For the reasons explained in the Memorandum entered contemporaneously herewith, Respondent's Motion is hereby DENIED. As previously scheduled, Petitioner's Sentencing Hearing will be held on July 7, 2000, at 9:00 a.m.

It is so ORDERED.

NOTES

[1] On that same day, Petitioner filed a Notice of Appeal to the Sixth Circuit Court of Appeals. (Docket Entry No. 7). By Order entered on the docket on August 24, 1999, (Docket Entry No. 12), the Court reserved its ruling on Petitioner's Motion for Reconsideration pending Petitioner's compliance with the procedures outlined in Lewis v. Alexander, 987 F.2d 392, 395 (6th Cir.1993).
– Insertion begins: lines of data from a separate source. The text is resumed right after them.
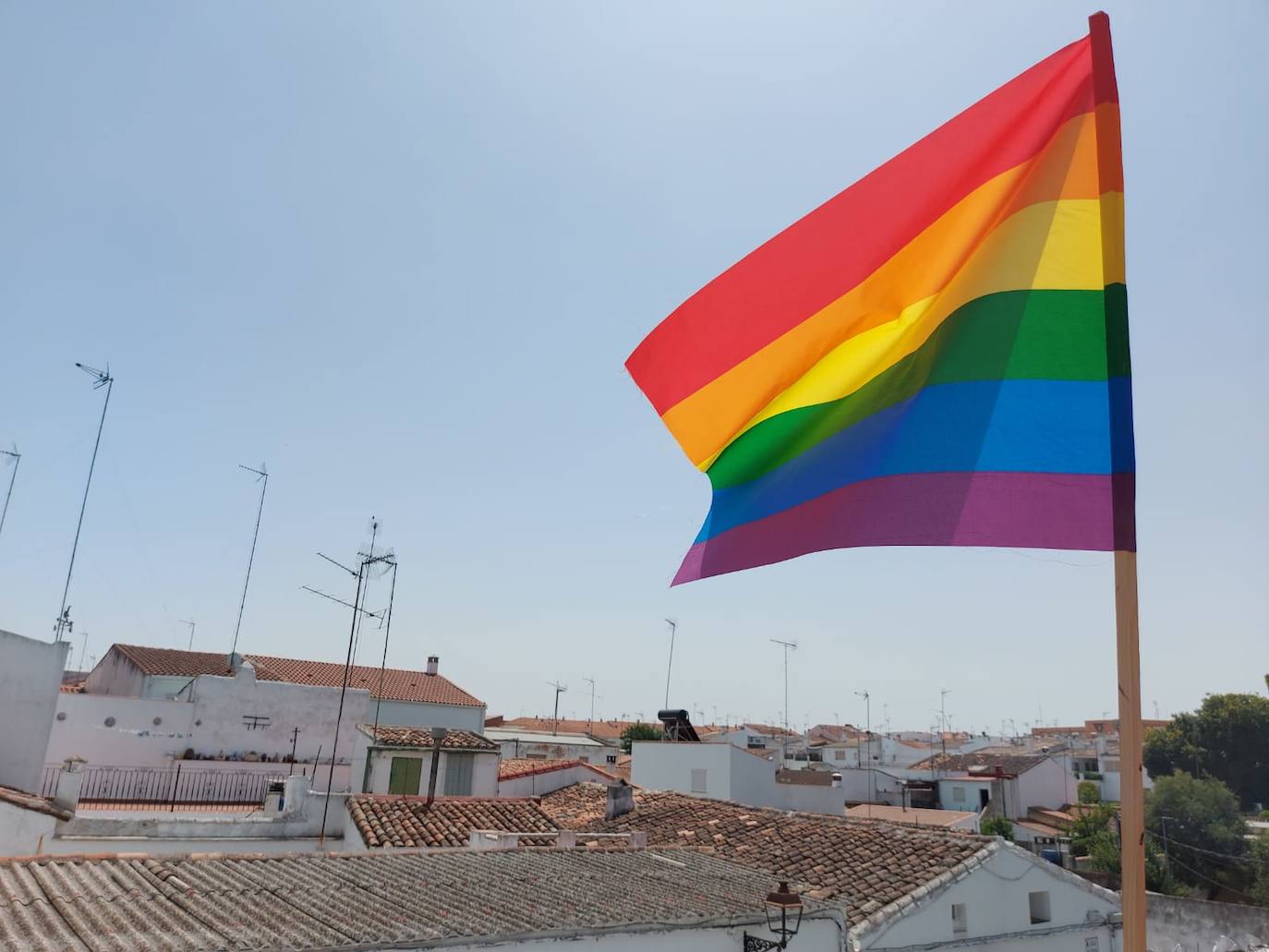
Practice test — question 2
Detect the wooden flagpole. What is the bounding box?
[1089,13,1146,952]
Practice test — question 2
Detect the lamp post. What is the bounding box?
[743,882,804,952]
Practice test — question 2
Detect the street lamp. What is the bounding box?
[743,881,804,952]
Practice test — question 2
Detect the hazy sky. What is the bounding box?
[0,0,1269,729]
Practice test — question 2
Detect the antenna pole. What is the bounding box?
[0,447,21,548]
[230,464,267,665]
[767,638,797,770]
[56,363,115,641]
[372,562,397,740]
[320,556,365,847]
[665,618,679,711]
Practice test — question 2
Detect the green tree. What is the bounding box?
[978,816,1014,843]
[1146,772,1250,895]
[622,721,661,754]
[1142,694,1269,809]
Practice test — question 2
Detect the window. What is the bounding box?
[445,753,476,797]
[388,756,423,797]
[1027,891,1049,925]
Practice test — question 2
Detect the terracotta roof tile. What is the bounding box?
[542,783,991,924]
[106,645,485,707]
[0,850,832,952]
[347,793,557,850]
[357,724,498,750]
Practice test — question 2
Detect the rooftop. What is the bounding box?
[357,724,498,750]
[498,756,617,780]
[347,793,556,850]
[846,803,977,827]
[912,750,1049,779]
[485,726,611,748]
[485,717,634,740]
[542,783,992,925]
[109,645,485,707]
[0,850,832,952]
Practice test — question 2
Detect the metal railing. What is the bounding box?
[41,763,284,810]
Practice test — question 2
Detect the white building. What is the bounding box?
[82,645,485,734]
[50,646,373,789]
[0,631,71,793]
[353,724,499,797]
[485,728,622,766]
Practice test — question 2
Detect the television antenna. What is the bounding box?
[230,464,269,669]
[56,363,115,641]
[0,443,21,548]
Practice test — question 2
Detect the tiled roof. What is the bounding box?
[0,850,824,952]
[498,756,581,780]
[912,750,1048,776]
[0,787,75,820]
[357,724,498,750]
[489,717,634,740]
[542,783,991,924]
[347,793,556,848]
[106,645,485,707]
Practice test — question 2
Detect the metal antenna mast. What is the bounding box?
[54,363,115,641]
[665,618,679,711]
[583,678,603,729]
[544,681,569,734]
[0,443,18,548]
[230,464,269,669]
[855,691,876,816]
[767,638,797,770]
The Court noted, however, that the allegations raised by Petitioner in his Motion for Reconsideration "are sufficiently exceptional or extraordinary so to justify relief under Rule 60(b) (6)." (Docket Entry No. 11).

Pursuant to the Order of the Sixth Circuit Court of Appeals entered September 3, 1999, (Docket Entry No. 14), Petitioner voluntarily dismissed his appeal of the Court's prior Order. The Court then reopened Petitioner's habeas petition.

[2] In the same Order and accompanying Memorandum, the Court denied Respondent's Motion to Accept the Affidavit Statement of Nathaniel Koenig, Petitioner's former attorney. (Docket Entry No. 29).

[3] Defendant's sentence actually was enhanced under the armed career offender statute (18 U.S.C. § 924(e)) which is governed by USSG § 4B1.4, not the career offender statute (28 U.S.C § 994(h)) which is governed by USSG § 4B1.1, but Defendant's claim of ineffective assistance of counsel applies equally to both.

[4] According to Respondent, there are only two provisions through which a court can impose a sentence below a statutory mandatory minimum and neither apply in this case: (1) application of the "safety valve" provision of United States Sentencing Guideline §§ 2D1.1.(b) (6) and 3553(f) (1)-(5); and (2) when the defendant provides substantial assistance and Respondent files a motion pursuant to 18 U.S.C. § 3553(e).

[5] Judge Merritt, concurring in part and dissenting in part in the Sanders decision, characterized the case as one in which "a draconian sentence of over 15 years" was imposed for possession of a shotgun. See Sanders, 97 F.3d at 862. In the instant case, Defendant possessed a .22 caliber rifle which he used only for hunting and target practice. The same "draconian sentence" of fifteen years was imposed.